A lot of the usual suspects were there-- Deletis, Vahe Amassian, Francesco Sala, Yann Pereon, D B MacDonald, Chuck Yingling, Journee and um, not sure of the name, Kalkland or something like that from the Netherlands, Tamaki from Japan. I must be starting to catch on; I understood fully half of what Vahe Amassian had to say! First time I heard him a few years ago I didn't understand a ruddy thing.

For a long time in the 90's, I always felt that spine cases were very boring; I counted myself lucky that I got to do a variety of different kinds of craniotomies and ENT procedures, so I wasn't stuck in a boring spine case every day. One of the main reasons that spine cases were so boring and unsatisfying in those days was that the monitoring itself was boring-- boring and not fully adequate either, consisting almost entirely of sensory evoked potentials, which are a good way to monitor the dorsal columns, and a reasonable way to monitor for a global mechanical injury to the spine, but no good either for vascular injuries to the ventral cord, or for nerve roots. Pedicle screw testing relieved the boredom, and improved the efficacy of monitoring, to a degree, and the use of spontaneous and stimulated EMG helped some too when surgeons and anesthesiologists could be convinced to go along with it, but there was a period of time lasting several years when I was clear that we need to be doing transcranal MEP, but I was in no position to do it. Also, a lot of times it was a struggle just to get enough support from anesthesia to do SSEP.

Finally in the last couple years we've crossed a threshold such that people in the real world, everyday monitoring professionals, are routinely doing TCeMEP, and the anesthesia profession is starting to come around; the anesthetic requirements for myogenic MEP also allow for any kind of SSEP and EMG you want to do, and with the three modalities (SSEP, EMG including evoked EMG, and MEP) we have good comprehensive coverage of the cord and nerve roots. We can do MEP with FDA-approved, commercially available stimulators, and soon there will be a code to bill for MEP. (I realize there are still many institutions that haven't caught up yet). So spinal monitoring is a lot more satisfying now, but-- is that it, or is there anything new and exciting in prospect?
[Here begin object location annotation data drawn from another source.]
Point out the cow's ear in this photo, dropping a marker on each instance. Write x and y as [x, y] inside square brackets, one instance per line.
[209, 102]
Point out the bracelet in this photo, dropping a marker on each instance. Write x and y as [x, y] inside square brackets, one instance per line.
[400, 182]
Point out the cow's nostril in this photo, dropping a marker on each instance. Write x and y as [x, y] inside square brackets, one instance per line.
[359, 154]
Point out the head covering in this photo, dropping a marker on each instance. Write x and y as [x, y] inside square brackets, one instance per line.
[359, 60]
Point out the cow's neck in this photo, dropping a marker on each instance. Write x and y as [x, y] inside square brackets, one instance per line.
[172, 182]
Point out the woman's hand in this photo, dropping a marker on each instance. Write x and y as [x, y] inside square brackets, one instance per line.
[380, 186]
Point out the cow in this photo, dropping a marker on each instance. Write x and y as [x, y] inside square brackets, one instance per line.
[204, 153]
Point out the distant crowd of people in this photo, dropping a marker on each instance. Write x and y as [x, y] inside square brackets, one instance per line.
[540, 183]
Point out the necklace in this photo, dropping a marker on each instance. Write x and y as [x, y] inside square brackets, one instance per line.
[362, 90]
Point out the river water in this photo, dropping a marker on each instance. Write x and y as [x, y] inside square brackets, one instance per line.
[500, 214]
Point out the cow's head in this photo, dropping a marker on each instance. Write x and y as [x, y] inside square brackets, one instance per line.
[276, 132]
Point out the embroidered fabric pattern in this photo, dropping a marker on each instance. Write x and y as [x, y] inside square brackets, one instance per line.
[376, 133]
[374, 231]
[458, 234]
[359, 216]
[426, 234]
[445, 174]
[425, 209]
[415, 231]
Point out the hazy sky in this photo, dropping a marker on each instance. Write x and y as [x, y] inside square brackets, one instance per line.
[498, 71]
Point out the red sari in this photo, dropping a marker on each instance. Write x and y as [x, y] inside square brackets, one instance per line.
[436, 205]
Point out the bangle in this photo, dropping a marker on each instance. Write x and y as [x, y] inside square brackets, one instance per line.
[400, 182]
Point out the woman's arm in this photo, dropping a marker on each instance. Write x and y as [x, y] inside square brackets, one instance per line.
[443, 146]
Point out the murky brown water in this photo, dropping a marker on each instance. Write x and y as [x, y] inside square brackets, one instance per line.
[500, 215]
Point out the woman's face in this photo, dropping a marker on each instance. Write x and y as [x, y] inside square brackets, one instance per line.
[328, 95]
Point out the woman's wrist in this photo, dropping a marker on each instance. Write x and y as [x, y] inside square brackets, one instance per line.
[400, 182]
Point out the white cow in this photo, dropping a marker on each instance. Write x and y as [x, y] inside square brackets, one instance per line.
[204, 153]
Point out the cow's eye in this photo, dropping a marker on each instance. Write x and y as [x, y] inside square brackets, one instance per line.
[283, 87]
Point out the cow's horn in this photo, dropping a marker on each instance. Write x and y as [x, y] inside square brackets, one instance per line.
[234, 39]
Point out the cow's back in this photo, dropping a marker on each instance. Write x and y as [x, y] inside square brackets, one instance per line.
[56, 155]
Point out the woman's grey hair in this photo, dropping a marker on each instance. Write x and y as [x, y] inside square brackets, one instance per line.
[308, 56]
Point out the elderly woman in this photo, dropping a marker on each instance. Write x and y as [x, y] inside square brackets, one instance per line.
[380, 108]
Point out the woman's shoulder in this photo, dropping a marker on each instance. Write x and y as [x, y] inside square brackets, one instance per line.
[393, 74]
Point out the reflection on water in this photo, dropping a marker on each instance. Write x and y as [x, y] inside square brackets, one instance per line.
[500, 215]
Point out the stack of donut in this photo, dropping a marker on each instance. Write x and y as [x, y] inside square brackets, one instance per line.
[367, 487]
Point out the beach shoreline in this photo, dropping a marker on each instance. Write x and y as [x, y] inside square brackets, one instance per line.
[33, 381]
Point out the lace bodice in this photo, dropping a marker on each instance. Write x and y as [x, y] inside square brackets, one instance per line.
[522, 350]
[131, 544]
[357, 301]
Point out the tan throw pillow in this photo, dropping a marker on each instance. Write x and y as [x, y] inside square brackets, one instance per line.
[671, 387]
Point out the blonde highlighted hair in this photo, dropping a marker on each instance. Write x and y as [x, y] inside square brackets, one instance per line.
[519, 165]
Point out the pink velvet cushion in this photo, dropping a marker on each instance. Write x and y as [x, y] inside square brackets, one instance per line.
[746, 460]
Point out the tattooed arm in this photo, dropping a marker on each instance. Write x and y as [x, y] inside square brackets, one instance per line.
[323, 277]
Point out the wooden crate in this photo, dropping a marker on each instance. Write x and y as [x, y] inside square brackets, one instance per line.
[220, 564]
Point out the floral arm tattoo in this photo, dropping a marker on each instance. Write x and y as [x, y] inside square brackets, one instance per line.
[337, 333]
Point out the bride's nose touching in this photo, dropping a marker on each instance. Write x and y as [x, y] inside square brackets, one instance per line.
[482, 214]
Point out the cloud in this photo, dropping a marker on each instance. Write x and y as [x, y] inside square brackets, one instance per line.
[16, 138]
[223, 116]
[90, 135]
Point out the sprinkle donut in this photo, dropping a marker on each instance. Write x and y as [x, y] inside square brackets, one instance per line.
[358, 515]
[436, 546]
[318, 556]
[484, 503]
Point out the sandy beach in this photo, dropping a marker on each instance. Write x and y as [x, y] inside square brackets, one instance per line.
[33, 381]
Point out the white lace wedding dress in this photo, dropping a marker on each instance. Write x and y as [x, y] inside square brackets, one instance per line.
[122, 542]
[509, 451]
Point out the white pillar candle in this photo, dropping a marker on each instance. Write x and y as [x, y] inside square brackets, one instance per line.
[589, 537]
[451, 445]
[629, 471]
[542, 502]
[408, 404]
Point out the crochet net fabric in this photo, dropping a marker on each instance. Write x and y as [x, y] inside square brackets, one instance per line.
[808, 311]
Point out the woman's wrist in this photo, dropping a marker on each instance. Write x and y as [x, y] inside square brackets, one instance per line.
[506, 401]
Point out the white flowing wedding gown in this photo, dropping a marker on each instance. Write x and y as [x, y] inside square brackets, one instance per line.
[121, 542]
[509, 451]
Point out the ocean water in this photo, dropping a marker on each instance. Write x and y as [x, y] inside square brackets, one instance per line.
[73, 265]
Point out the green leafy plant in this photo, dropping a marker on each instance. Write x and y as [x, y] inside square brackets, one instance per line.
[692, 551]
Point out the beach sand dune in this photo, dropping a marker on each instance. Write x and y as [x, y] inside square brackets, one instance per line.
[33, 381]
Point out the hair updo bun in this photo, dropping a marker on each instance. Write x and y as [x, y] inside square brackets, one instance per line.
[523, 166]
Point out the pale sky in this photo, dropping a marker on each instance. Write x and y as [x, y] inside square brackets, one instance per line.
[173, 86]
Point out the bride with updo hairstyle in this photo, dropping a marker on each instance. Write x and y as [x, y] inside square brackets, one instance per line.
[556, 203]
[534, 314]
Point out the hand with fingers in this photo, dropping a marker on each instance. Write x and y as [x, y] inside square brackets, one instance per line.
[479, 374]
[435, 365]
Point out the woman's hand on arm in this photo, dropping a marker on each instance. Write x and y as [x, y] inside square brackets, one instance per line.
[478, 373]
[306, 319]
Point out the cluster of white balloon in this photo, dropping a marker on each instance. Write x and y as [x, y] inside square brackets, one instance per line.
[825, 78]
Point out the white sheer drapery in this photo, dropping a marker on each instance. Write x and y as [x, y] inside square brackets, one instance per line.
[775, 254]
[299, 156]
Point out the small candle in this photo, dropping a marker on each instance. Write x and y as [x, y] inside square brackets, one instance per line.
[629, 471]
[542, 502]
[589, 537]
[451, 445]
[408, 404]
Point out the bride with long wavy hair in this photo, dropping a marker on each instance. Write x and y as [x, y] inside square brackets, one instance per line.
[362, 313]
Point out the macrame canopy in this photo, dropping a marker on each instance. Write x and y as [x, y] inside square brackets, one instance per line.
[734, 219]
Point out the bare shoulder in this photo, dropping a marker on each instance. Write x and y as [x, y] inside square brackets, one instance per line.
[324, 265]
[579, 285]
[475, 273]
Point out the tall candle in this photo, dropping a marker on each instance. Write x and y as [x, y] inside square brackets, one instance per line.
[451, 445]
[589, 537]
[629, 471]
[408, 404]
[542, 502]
Well, after this meeting, I'm clear that the answer is overwhelmingly yes. You ain't seen nothin' yet. There are a variety of advanced techniques under development; different techniques and different interpretive criteria may be called for in different kinds of cases. There are prospects of being able to say much more precisely and accurately what's going on intraoperatively and post-operatively, leading to more genuinely effective interventions and prognostic information. It's also true that IONM can provide information about the human nervous system that can't be obtained any other way: you can't do these experiments on people any other way, and animal models can't always tell you what you want to know because the human nervous system is unique. It may not just be about the corticospinal tract before long; we may have much more information about what you really need in order to ambulate (or in order to use your hands), about mechanisms of spinal injury, prognosis, rehab, intensive care.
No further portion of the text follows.